System information (version)
- OpenVINO = 2021.1.110
- Operating System / Platform => ubuntu 18.04
- Problem classification: Model Conversion
- Framework: NNCF (Pytorch 1.8.1)
- Model name: Squeezenet (Classification)
- CPU: Intel core i7 9700k
I trained a squeezenet classification model using given training pipeline script in nncf examples with XNOR binarization as compression method, keeping first conv layer as fp32 and rest of the net in binary, converted to onnx and then to IR via model optimizer and ran benchmarks with the OV's benchmark tool and found that in addition to fake quantize, there are reorders happening before every binary conv layer execution which are costly and essentially taking away the speed up that could be achieved through binarization as a result, the FPS are even lower that a full FP32 model (benchmark report attached).
As you can see below before every binary conv, a reorder is happening from nchw8c to nhwc, although as per docs of binary conv here, the binary conv layer can accept NCHW format.

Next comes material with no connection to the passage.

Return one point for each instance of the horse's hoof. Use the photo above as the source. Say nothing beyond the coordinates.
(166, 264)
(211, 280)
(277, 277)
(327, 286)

Concern is, why the model optimizer/Inferece Engine is adding reorders before every bin conv and is there a way to avoid these?
Detailed benchmark counters for full FP32 model and binary model are attached for reference.
I've also created an issue for this on the github repo, posting here as well for better reach/response
Hello Ghulam Jilani Raza,
We will continue the investigation on GitHub. Therefore, we will close this thread and focus on GitHub:
Hence, this thread will no longer be monitored by Intel. If you need any additional information from Intel, please submit a new question.